The USPSTF recommendations include a table that indicates by age when the risks of CHD for men and the risk of stroke for women exceed the risk of GI harms.7 It also includes links to risk calculators to help you quantify your patient's risk. Some doctors may find this time consuming, and there is no evidence to date that there are subgroups that would benefit from primary prevention. However, as Mora's commentary concludes, "it is reasonable to consider using aspirin for primary prevention in higher-risk individuals without known CVD (above 1% CVD event rate per year) if they are deemed to have a greater benefit to risk ratio and after taking into account patient preferences."8 I think I'll put away my bottle of baby aspirin.


1. Accessed Feb. 20, 2012.

2. Wolff T, et al. Aspirin for the primary prevention of cardiovascular events: An update of the evidence for the U.S. Preventive Services Task Force. Ann Intern Med 2009;150:405-410.

3. Antithrombotic Trialists' (ATT) Collaboration. Aspirin in the primary and secondary prevention of vascular disease: Collaborative meta-analysis of individual participant data from randomised trials. Lancet 2009;373:1849-1860.

4. Belch J, et al. The prevention of progression of arterial disease and diabetes (POPADAD) trial: factorial randomised placebo controlled trial of aspirin and antioxidants in patients with diabetes and asymptomatic peripheral arterial disease. BMJ 2008;337:a1840.

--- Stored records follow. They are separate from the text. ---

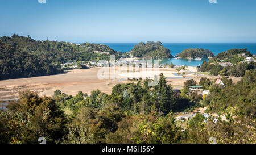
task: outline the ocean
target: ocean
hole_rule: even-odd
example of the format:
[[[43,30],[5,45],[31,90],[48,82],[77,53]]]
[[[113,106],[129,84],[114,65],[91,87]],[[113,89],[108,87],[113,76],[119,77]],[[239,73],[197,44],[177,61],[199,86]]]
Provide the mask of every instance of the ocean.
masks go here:
[[[102,43],[109,45],[111,48],[122,52],[130,51],[137,43]],[[198,48],[208,49],[215,55],[221,52],[226,51],[232,48],[247,48],[253,54],[256,54],[256,43],[163,43],[163,45],[171,51],[171,54],[175,56],[181,52],[184,49],[189,48]],[[188,65],[191,66],[200,66],[204,60],[208,61],[207,58],[200,61],[187,59],[163,59],[159,61],[160,64],[170,64],[171,62],[175,65]]]

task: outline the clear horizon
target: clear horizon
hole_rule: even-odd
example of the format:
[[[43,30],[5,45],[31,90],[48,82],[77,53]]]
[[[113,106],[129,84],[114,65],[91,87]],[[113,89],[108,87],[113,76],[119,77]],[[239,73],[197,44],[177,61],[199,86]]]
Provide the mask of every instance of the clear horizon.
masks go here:
[[[76,43],[256,43],[256,1],[0,0],[0,36]],[[10,11],[10,10],[11,10]]]

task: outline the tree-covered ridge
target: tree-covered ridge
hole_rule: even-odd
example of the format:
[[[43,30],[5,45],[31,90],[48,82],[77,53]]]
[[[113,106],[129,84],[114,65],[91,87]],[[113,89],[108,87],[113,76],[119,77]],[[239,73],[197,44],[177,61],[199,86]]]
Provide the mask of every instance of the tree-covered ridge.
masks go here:
[[[62,73],[47,57],[22,51],[15,43],[0,42],[0,79],[27,78]]]
[[[243,56],[242,55],[243,54]],[[212,75],[243,77],[246,70],[255,69],[256,62],[245,61],[253,55],[247,49],[232,49],[220,53],[208,62],[204,61],[200,72],[210,72]],[[226,65],[228,63],[228,65]]]
[[[130,53],[136,57],[146,57],[150,58],[172,58],[171,50],[164,48],[162,43],[148,41],[146,43],[141,42],[135,45]]]
[[[181,53],[177,54],[177,56],[183,58],[208,58],[213,57],[214,55],[208,49],[203,48],[189,48],[183,50]]]
[[[255,117],[256,115],[256,71],[247,70],[243,78],[237,84],[225,87],[210,87],[211,94],[206,97],[203,104],[209,106],[216,113],[227,111],[233,116]]]
[[[102,44],[86,43],[76,45],[64,41],[36,41],[29,36],[19,36],[18,35],[11,37],[3,36],[0,38],[0,42],[16,43],[17,48],[21,51],[40,57],[47,57],[53,63],[109,60],[110,55],[117,54],[115,51]],[[101,52],[108,52],[109,55],[101,53]]]
[[[217,59],[224,60],[226,58],[233,58],[234,55],[239,54],[245,54],[247,56],[252,56],[253,55],[249,51],[247,51],[247,48],[244,49],[231,49],[228,50],[226,52],[222,52],[218,53],[217,56],[213,58],[212,60],[216,60]]]

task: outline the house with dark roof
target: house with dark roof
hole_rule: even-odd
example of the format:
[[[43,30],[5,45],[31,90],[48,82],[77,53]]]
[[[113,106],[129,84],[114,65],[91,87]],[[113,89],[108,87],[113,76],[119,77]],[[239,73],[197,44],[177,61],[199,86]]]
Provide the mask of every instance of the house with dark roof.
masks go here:
[[[189,89],[191,93],[197,92],[198,94],[201,94],[203,90],[203,87],[201,86],[190,86]]]
[[[223,83],[223,82],[221,79],[217,79],[215,82],[215,85],[217,86],[223,86],[225,87],[224,83]]]

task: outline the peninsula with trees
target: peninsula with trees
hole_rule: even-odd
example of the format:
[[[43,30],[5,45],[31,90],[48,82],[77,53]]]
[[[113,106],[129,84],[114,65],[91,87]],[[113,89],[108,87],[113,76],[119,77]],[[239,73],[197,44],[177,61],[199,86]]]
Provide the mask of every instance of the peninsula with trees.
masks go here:
[[[177,56],[181,58],[195,59],[197,58],[208,58],[213,57],[214,55],[208,49],[203,48],[189,48],[183,50]]]
[[[134,57],[146,57],[148,58],[173,58],[171,50],[163,47],[162,43],[147,41],[146,43],[141,42],[134,45],[131,51],[127,52],[129,56]]]

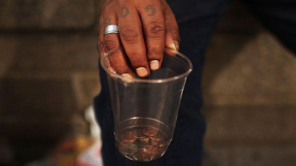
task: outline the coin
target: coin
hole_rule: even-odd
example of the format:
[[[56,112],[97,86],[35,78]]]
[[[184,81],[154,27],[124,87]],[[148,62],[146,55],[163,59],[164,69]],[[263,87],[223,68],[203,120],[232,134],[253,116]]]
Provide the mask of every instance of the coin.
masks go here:
[[[143,145],[148,145],[149,144],[149,138],[148,137],[139,138],[140,142]]]
[[[121,135],[121,139],[125,141],[133,142],[137,139],[137,138],[133,136],[132,132],[127,132]]]
[[[123,153],[131,155],[138,151],[138,148],[134,144],[129,143],[124,144],[119,148],[119,150]]]
[[[157,134],[157,131],[151,127],[148,127],[142,130],[143,134],[148,136],[153,136]]]
[[[159,132],[155,135],[150,135],[148,137],[151,139],[155,141],[161,141],[164,139],[163,134]]]
[[[163,144],[160,144],[160,145],[158,145],[158,146],[159,147],[165,147],[168,146],[168,145],[169,144],[168,144],[167,142],[165,142]]]
[[[156,146],[159,145],[160,143],[161,142],[161,141],[155,141],[155,140],[151,140],[151,144]]]
[[[153,145],[145,146],[141,149],[141,155],[143,157],[153,158],[158,153],[157,148]]]
[[[132,133],[133,136],[138,138],[142,138],[146,137],[146,135],[143,134],[142,131],[140,129],[136,129],[133,131]]]

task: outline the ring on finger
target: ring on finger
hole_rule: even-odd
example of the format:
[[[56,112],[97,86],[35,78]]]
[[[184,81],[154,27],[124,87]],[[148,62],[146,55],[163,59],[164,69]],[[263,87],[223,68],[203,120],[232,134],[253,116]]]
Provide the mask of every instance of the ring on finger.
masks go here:
[[[111,33],[119,34],[118,26],[116,25],[110,25],[106,27],[104,29],[104,36]]]

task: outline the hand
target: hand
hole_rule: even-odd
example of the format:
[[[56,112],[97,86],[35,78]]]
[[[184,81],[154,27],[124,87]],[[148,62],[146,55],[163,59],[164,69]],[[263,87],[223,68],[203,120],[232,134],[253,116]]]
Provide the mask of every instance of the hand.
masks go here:
[[[118,25],[119,34],[104,36],[105,28]],[[143,31],[142,31],[143,30]],[[109,70],[123,76],[140,77],[159,68],[165,47],[179,49],[180,37],[175,17],[165,0],[106,0],[99,18],[99,48],[101,57],[123,46],[127,57],[116,57]]]

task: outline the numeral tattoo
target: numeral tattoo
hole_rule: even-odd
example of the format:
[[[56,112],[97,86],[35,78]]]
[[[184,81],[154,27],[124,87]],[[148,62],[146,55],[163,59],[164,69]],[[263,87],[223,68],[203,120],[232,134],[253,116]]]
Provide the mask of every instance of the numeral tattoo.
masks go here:
[[[121,8],[121,11],[120,11],[120,16],[121,17],[123,18],[129,15],[129,14],[130,10],[127,7],[123,6]]]
[[[153,16],[156,13],[156,10],[154,8],[153,5],[148,5],[145,7],[145,9],[147,12],[149,12],[149,10],[151,10],[151,12],[147,14],[149,16]]]
[[[106,21],[105,21],[105,25],[106,26],[110,25],[111,24],[111,18],[107,17],[106,18]]]

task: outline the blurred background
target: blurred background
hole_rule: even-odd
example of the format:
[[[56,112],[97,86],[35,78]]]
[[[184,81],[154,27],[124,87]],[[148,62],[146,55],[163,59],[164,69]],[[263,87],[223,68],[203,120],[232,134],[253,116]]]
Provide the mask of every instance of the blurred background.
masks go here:
[[[90,158],[102,1],[0,1],[0,165],[101,163]],[[203,76],[204,165],[296,163],[296,59],[239,2]]]

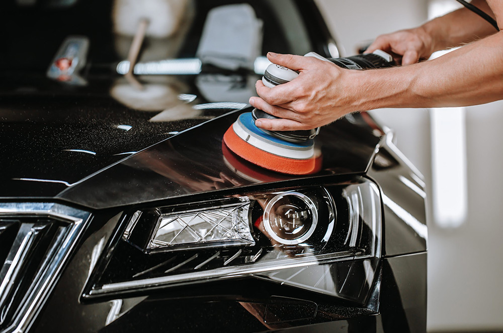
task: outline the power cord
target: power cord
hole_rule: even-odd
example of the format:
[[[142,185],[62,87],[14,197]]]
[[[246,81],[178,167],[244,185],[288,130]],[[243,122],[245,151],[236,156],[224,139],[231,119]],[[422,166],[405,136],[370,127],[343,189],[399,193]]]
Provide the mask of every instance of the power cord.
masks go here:
[[[496,28],[496,30],[498,32],[499,31],[499,28],[498,27],[498,24],[496,22],[496,20],[491,17],[487,13],[481,11],[478,7],[476,7],[469,3],[467,3],[464,0],[456,0],[458,3],[465,6],[466,8],[470,10],[473,13],[475,13],[480,17],[481,17],[484,20],[486,20],[492,26]]]

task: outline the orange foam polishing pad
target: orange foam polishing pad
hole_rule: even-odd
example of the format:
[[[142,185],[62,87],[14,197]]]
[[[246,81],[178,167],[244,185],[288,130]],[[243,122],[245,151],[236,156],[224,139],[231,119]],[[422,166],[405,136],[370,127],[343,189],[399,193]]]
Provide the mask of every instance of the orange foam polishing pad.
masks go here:
[[[307,175],[316,172],[316,158],[288,158],[264,151],[240,138],[230,126],[223,136],[223,140],[231,150],[244,159],[262,168],[289,175]],[[318,166],[319,164],[318,164]]]

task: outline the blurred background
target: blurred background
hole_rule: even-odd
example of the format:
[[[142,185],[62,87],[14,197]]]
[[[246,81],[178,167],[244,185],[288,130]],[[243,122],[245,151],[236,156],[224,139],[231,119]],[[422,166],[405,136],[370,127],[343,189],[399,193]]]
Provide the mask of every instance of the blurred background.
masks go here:
[[[458,7],[454,0],[317,2],[345,55]],[[429,331],[501,331],[503,102],[371,113],[393,130],[427,181]]]

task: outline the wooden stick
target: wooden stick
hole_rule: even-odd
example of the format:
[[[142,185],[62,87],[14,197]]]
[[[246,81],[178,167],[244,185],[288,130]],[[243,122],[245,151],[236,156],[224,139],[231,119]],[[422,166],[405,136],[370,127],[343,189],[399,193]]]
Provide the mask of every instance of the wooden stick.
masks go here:
[[[133,42],[131,44],[131,47],[129,48],[129,53],[128,54],[127,59],[129,61],[129,69],[127,72],[124,74],[126,79],[128,82],[135,88],[140,90],[143,90],[143,86],[134,77],[134,66],[136,64],[138,60],[138,55],[140,53],[140,50],[141,49],[141,44],[143,43],[143,39],[145,38],[145,34],[148,27],[149,21],[146,19],[142,19],[140,20],[138,25],[138,29],[136,30],[136,33],[133,38]]]

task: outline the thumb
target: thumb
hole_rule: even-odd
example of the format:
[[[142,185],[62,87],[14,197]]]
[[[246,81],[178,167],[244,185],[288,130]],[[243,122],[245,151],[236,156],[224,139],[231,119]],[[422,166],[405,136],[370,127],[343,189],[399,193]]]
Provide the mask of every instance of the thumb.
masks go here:
[[[369,45],[369,47],[367,48],[367,49],[363,52],[363,54],[371,53],[377,49],[382,50],[386,52],[387,50],[389,50],[390,48],[389,39],[384,37],[379,36],[374,41],[373,43]]]
[[[419,54],[415,50],[405,51],[402,57],[402,65],[411,65],[419,61]]]
[[[293,54],[280,54],[270,52],[267,53],[267,58],[273,63],[284,66],[293,70],[299,71],[306,67],[306,64],[312,58],[301,55]]]

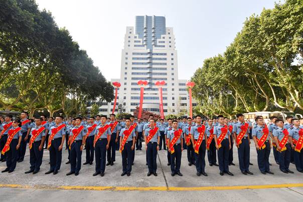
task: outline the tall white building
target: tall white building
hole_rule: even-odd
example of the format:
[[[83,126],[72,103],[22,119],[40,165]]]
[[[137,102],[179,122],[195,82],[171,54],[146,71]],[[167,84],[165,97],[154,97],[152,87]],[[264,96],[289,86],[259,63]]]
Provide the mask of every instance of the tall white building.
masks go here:
[[[178,56],[172,28],[166,27],[165,17],[136,16],[135,27],[127,27],[122,50],[120,79],[112,82],[121,83],[117,105],[122,111],[133,114],[139,105],[139,80],[146,80],[143,109],[160,114],[158,88],[155,83],[164,80],[163,87],[164,114],[189,111],[189,99],[186,80],[179,80]],[[194,103],[194,105],[195,103]],[[103,103],[100,114],[111,113],[111,103]],[[118,111],[118,107],[116,107]]]

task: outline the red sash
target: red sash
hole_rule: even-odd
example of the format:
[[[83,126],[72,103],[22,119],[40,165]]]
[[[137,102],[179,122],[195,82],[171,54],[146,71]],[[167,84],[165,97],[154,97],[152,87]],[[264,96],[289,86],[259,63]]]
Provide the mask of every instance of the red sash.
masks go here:
[[[69,144],[69,149],[70,150],[71,149],[71,145],[74,142],[74,141],[75,141],[75,139],[76,139],[76,138],[77,137],[78,135],[79,135],[79,133],[80,133],[81,132],[81,131],[82,131],[82,130],[84,128],[84,126],[83,126],[83,125],[81,125],[79,128],[75,128],[74,129],[72,130],[72,132],[73,132],[73,135],[71,139],[71,142],[70,142],[70,144]]]
[[[244,123],[244,125],[242,125],[241,126],[241,132],[238,135],[237,135],[237,144],[238,144],[238,147],[240,144],[242,143],[242,139],[244,136],[244,135],[246,133],[247,130],[248,129],[248,127],[249,127],[249,124],[248,123]]]
[[[284,137],[283,137],[283,138],[279,142],[279,146],[281,147],[280,152],[286,149],[285,145],[288,140],[288,131],[287,131],[287,129],[284,128],[282,132],[283,132],[283,134],[284,134]]]
[[[171,149],[171,153],[173,154],[175,152],[175,148],[174,145],[177,142],[177,140],[181,137],[181,134],[182,133],[182,129],[179,129],[174,132],[174,138],[172,140],[170,144],[170,148]]]
[[[199,148],[202,143],[202,141],[203,141],[203,137],[204,136],[204,133],[205,132],[205,126],[202,125],[201,127],[198,127],[197,129],[200,134],[199,134],[199,137],[196,142],[195,152],[197,154],[199,154]]]
[[[9,130],[9,137],[8,137],[7,143],[6,143],[4,147],[3,148],[3,149],[2,149],[2,151],[1,151],[1,153],[2,154],[4,155],[5,152],[10,150],[10,144],[11,144],[12,140],[13,140],[13,138],[14,137],[15,135],[16,135],[17,133],[19,132],[20,130],[21,130],[21,128],[20,128],[20,127],[18,127],[18,128],[16,128],[14,129],[11,129]]]
[[[210,135],[209,137],[208,137],[208,139],[207,139],[207,142],[206,143],[206,148],[207,150],[209,150],[209,145],[210,145],[210,143],[212,142],[213,139],[214,138],[214,126],[209,130],[210,132]]]
[[[221,147],[221,143],[225,137],[225,135],[227,132],[228,131],[228,128],[227,128],[227,126],[226,125],[224,125],[224,127],[221,128],[221,135],[219,136],[218,139],[217,139],[217,144],[219,146],[219,148]]]
[[[37,137],[45,129],[45,128],[43,126],[41,127],[38,130],[32,130],[32,137],[31,138],[31,140],[30,141],[30,144],[29,144],[29,147],[30,149],[32,149],[32,146],[33,146],[33,142],[35,141]]]
[[[2,137],[2,135],[3,135],[4,134],[4,133],[7,131],[8,129],[10,127],[11,127],[12,124],[13,124],[12,122],[9,123],[7,124],[6,124],[3,126],[3,130],[2,130],[2,131],[1,131],[1,133],[0,133],[0,139],[1,139],[1,137]]]
[[[266,124],[264,125],[264,128],[262,130],[263,135],[260,139],[258,139],[257,138],[257,141],[258,141],[258,146],[259,146],[259,148],[264,149],[265,148],[265,145],[264,144],[265,141],[266,141],[266,139],[267,139],[267,137],[268,136],[268,134],[269,133],[269,130],[268,130],[268,128],[267,128],[267,126]]]
[[[152,130],[149,130],[149,134],[146,138],[146,144],[148,144],[148,142],[149,142],[149,141],[150,141],[150,140],[152,139],[153,137],[154,137],[155,134],[157,133],[159,129],[159,128],[158,128],[158,127],[155,127],[155,128],[154,128],[154,129],[152,129]]]
[[[99,139],[99,138],[100,138],[100,137],[101,137],[101,136],[104,132],[105,132],[105,131],[106,130],[107,130],[107,129],[108,129],[108,128],[110,126],[109,125],[106,124],[104,127],[101,127],[99,128],[99,129],[98,129],[98,130],[99,130],[99,132],[98,132],[98,134],[97,134],[97,136],[96,136],[96,138],[95,139],[95,141],[94,141],[94,147],[95,147],[95,145],[96,144],[96,142],[97,142],[97,141],[98,141],[98,140]],[[107,140],[108,140],[108,137],[107,137]]]
[[[129,127],[129,128],[128,128],[128,130],[125,130],[123,132],[123,134],[124,134],[124,136],[123,138],[123,140],[122,140],[122,142],[121,143],[121,147],[122,147],[122,149],[120,150],[120,152],[122,152],[122,151],[123,151],[123,150],[124,149],[124,145],[125,144],[125,143],[126,142],[126,140],[127,140],[128,136],[130,135],[130,134],[132,132],[132,131],[135,129],[136,126],[136,124],[135,123],[131,125],[130,127]]]
[[[65,126],[66,126],[65,124],[63,124],[59,125],[57,128],[54,128],[52,129],[52,134],[51,134],[51,135],[50,135],[48,140],[48,144],[47,145],[48,149],[52,145],[52,140],[53,140],[53,139],[54,138],[54,137],[55,137],[55,135],[56,135],[56,134],[58,133],[58,132],[60,131],[61,129],[63,128]]]
[[[188,130],[189,132],[188,133],[188,135],[186,136],[186,138],[185,139],[186,143],[187,145],[190,145],[191,144],[191,138],[192,138],[192,134],[191,134],[191,126],[189,126]],[[186,134],[186,131],[185,131]]]
[[[294,150],[298,152],[300,152],[302,148],[303,148],[303,129],[299,129],[299,139],[297,140],[292,138],[292,142],[295,144]]]

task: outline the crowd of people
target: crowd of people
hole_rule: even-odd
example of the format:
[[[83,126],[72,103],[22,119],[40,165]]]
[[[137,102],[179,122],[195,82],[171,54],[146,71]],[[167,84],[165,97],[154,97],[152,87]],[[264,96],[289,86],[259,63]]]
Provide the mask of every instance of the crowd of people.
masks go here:
[[[157,119],[153,115],[148,120],[133,116],[119,120],[114,114],[109,117],[97,115],[75,118],[61,116],[47,118],[42,115],[29,119],[28,116],[27,112],[23,112],[20,118],[15,120],[11,115],[0,117],[0,162],[6,162],[7,165],[2,172],[13,172],[17,162],[24,161],[29,143],[30,166],[25,173],[39,171],[44,150],[47,149],[50,169],[45,174],[56,174],[61,166],[65,147],[68,152],[66,163],[70,164],[67,175],[79,174],[82,152],[85,149],[83,164],[92,165],[95,159],[93,176],[104,176],[106,166],[114,165],[118,150],[122,157],[121,176],[129,176],[135,151],[142,150],[144,145],[147,176],[157,176],[157,153],[162,149],[167,151],[167,165],[170,166],[172,176],[183,175],[180,167],[184,149],[187,150],[188,165],[196,166],[198,176],[207,176],[206,153],[210,166],[218,166],[221,175],[233,175],[229,166],[235,165],[233,162],[234,144],[240,171],[252,175],[249,169],[252,164],[250,162],[251,142],[254,143],[258,168],[262,174],[274,174],[270,169],[271,150],[282,172],[293,173],[289,168],[292,163],[298,172],[303,172],[303,152],[300,152],[303,118],[288,116],[284,123],[273,116],[267,124],[261,116],[251,123],[244,120],[242,114],[237,114],[235,120],[222,115],[212,119],[203,119],[197,115],[193,119],[167,120]]]

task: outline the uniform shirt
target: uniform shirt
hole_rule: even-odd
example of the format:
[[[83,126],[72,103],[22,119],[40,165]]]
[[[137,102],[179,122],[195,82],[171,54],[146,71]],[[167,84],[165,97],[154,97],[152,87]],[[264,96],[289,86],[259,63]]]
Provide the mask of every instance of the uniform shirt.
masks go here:
[[[252,129],[252,131],[251,132],[252,135],[255,136],[257,137],[257,138],[258,138],[258,139],[260,139],[264,134],[264,132],[263,132],[263,129],[264,128],[264,125],[262,126],[259,126],[257,125]],[[266,140],[268,140],[269,139],[269,135],[268,135],[267,138],[266,138]]]
[[[178,131],[178,129],[175,130],[174,128],[172,128],[172,130],[169,130],[169,131],[168,132],[167,138],[169,138],[171,141],[172,141],[172,140],[175,137],[174,132],[175,132],[175,131]],[[181,133],[181,138],[179,138],[178,139],[178,140],[177,140],[177,142],[176,142],[176,144],[181,143],[181,138],[183,138],[183,137],[184,137],[183,133]]]
[[[214,134],[217,135],[217,138],[219,138],[219,137],[220,137],[220,135],[221,135],[221,129],[222,128],[224,128],[225,126],[225,125],[222,125],[221,124],[218,124],[217,126],[214,127]],[[224,138],[228,139],[229,135],[230,135],[230,132],[229,132],[229,130],[227,129],[227,133],[225,135],[225,137]]]
[[[198,139],[200,133],[198,132],[198,128],[202,127],[202,125],[198,125],[197,123],[191,128],[191,134],[194,135],[194,139]]]
[[[21,120],[21,122],[23,122],[23,121],[25,121],[26,120],[29,120],[27,118],[25,118],[23,120]],[[31,128],[32,127],[31,126],[31,124],[32,123],[31,123],[31,121],[30,121],[30,122],[26,123],[25,124],[23,125],[23,126],[21,126],[21,133],[24,133],[25,132],[26,132],[28,131],[28,129],[29,128]]]
[[[125,130],[127,130],[129,129],[129,127],[126,127],[126,126],[125,126],[125,127],[122,128],[121,129],[121,131],[120,131],[120,134],[119,135],[119,136],[120,137],[122,137],[122,138],[124,138],[124,137],[125,136],[123,132],[124,131],[125,131]],[[127,142],[130,141],[132,141],[132,138],[136,136],[136,134],[134,133],[134,130],[132,130],[132,131],[131,131],[131,133],[130,133],[130,135],[129,135],[128,136],[128,137],[127,137],[127,139],[126,140]],[[122,139],[123,140],[123,139]]]
[[[276,129],[273,130],[272,132],[272,134],[274,137],[277,137],[279,141],[281,141],[282,138],[284,137],[284,133],[283,133],[283,130],[284,130],[284,128],[280,128],[278,127]],[[288,140],[287,142],[288,142]]]
[[[85,126],[86,127],[86,132],[87,132],[87,131],[88,131],[88,128],[91,127],[92,125],[93,125],[93,124],[92,124],[91,123],[89,123],[89,124],[88,124],[87,125],[86,125],[86,126]],[[90,133],[89,133],[88,134],[89,137],[95,135],[96,128],[97,128],[97,126],[95,127],[95,128],[94,128],[94,129],[93,130],[92,130],[92,131],[90,132]]]
[[[34,130],[38,130],[39,129],[39,128],[40,128],[42,126],[43,126],[42,125],[41,125],[40,126],[35,126],[35,127],[32,128],[32,129],[31,130],[31,135],[32,135],[32,132],[33,132],[33,131]],[[43,131],[42,131],[42,132],[41,132],[38,135],[38,136],[37,136],[36,139],[35,139],[34,141],[38,142],[38,141],[40,141],[42,139],[42,137],[44,137],[45,136],[45,129],[43,130]]]
[[[107,123],[108,125],[110,125],[110,124],[113,124],[113,123],[114,123],[114,121],[110,121],[108,122],[108,123]],[[111,129],[110,129],[111,130]],[[120,125],[119,124],[119,123],[118,123],[117,124],[117,125],[116,125],[116,127],[115,127],[115,128],[114,128],[113,130],[112,131],[112,133],[117,133],[117,130],[120,130],[121,128],[120,128]]]
[[[80,124],[80,125],[81,125]],[[78,129],[80,127],[80,126],[75,126],[73,127],[72,127],[71,128],[71,133],[70,133],[70,135],[71,135],[72,136],[73,135],[74,135],[74,134],[73,133],[73,130],[75,129]],[[84,136],[85,136],[85,135],[86,135],[86,133],[87,132],[87,130],[86,130],[86,128],[85,127],[85,126],[84,126],[84,127],[83,128],[83,129],[79,133],[79,134],[78,134],[78,135],[77,135],[77,137],[76,137],[76,138],[75,139],[75,140],[82,140],[82,137]]]
[[[136,130],[139,132],[141,132],[143,131],[143,127],[144,126],[144,123],[143,122],[137,122],[136,126]]]
[[[297,140],[299,139],[299,129],[295,126],[292,126],[287,130],[288,131],[288,135],[292,137],[293,139]]]
[[[17,128],[18,128],[18,127],[16,127],[16,128],[15,127],[12,127],[11,129],[13,129],[13,130],[15,130],[15,129],[16,129]],[[18,139],[19,138],[19,137],[22,136],[22,133],[21,132],[21,131],[22,130],[20,130],[18,133],[17,133],[13,137],[13,139]]]
[[[146,136],[146,138],[148,135],[149,135],[149,131],[152,130],[152,128],[146,128],[146,130],[144,131],[144,135]],[[156,134],[153,136],[153,138],[150,139],[149,142],[158,142],[158,137],[160,136],[160,132],[159,132],[160,130],[158,130],[158,131],[156,133]]]
[[[249,135],[249,128],[251,127],[251,123],[250,123],[250,122],[249,122],[247,123],[248,123],[248,128],[246,131],[246,133],[244,135],[244,137],[247,137],[248,135]],[[245,124],[245,122],[241,123],[240,121],[238,121],[234,125],[233,128],[232,130],[233,133],[235,132],[237,135],[238,135],[242,130],[241,129],[241,127],[242,125],[244,125]]]
[[[63,123],[61,123],[59,125],[55,125],[54,126],[51,127],[51,129],[50,129],[50,134],[52,134],[52,130],[53,130],[54,128],[56,128],[58,127],[59,126],[60,126],[62,124],[63,124]],[[55,136],[54,137],[54,138],[53,138],[53,139],[61,138],[61,137],[62,137],[63,135],[65,135],[66,134],[66,127],[64,127],[63,128],[62,128],[60,130],[58,131],[58,132],[56,134],[56,135],[55,135]]]
[[[102,125],[102,124],[98,125],[96,127],[96,130],[95,131],[95,135],[97,135],[98,133],[99,132],[99,128],[101,127],[104,127],[106,125],[106,124]],[[111,135],[111,131],[110,131],[110,127],[109,127],[107,128],[107,130],[105,130],[105,131],[102,134],[101,136],[99,138],[99,139],[106,139],[107,138],[107,136],[108,135]]]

5. Ogawa H, et al. Low-dose aspirin for primary prevention of atherosclerotic events in patients with type 2 diabetes: A randomized controlled trial. JAMA 2008;300:2134-2141.

6. Fowkes FG, et al. Aspirin for prevention of cardiovascular events in a general population screened for a low ankle brachial index: A randomized controlled trial. JAMA 2010;303:841-848.

7. Accessed Feb. 20, 2012.

8. Mora S. Aspirin therapy in primary prevention: Comment on "Effect of aspirin on vascular and nonvascular outcomes." Arch Intern Med 2012;172:217-218.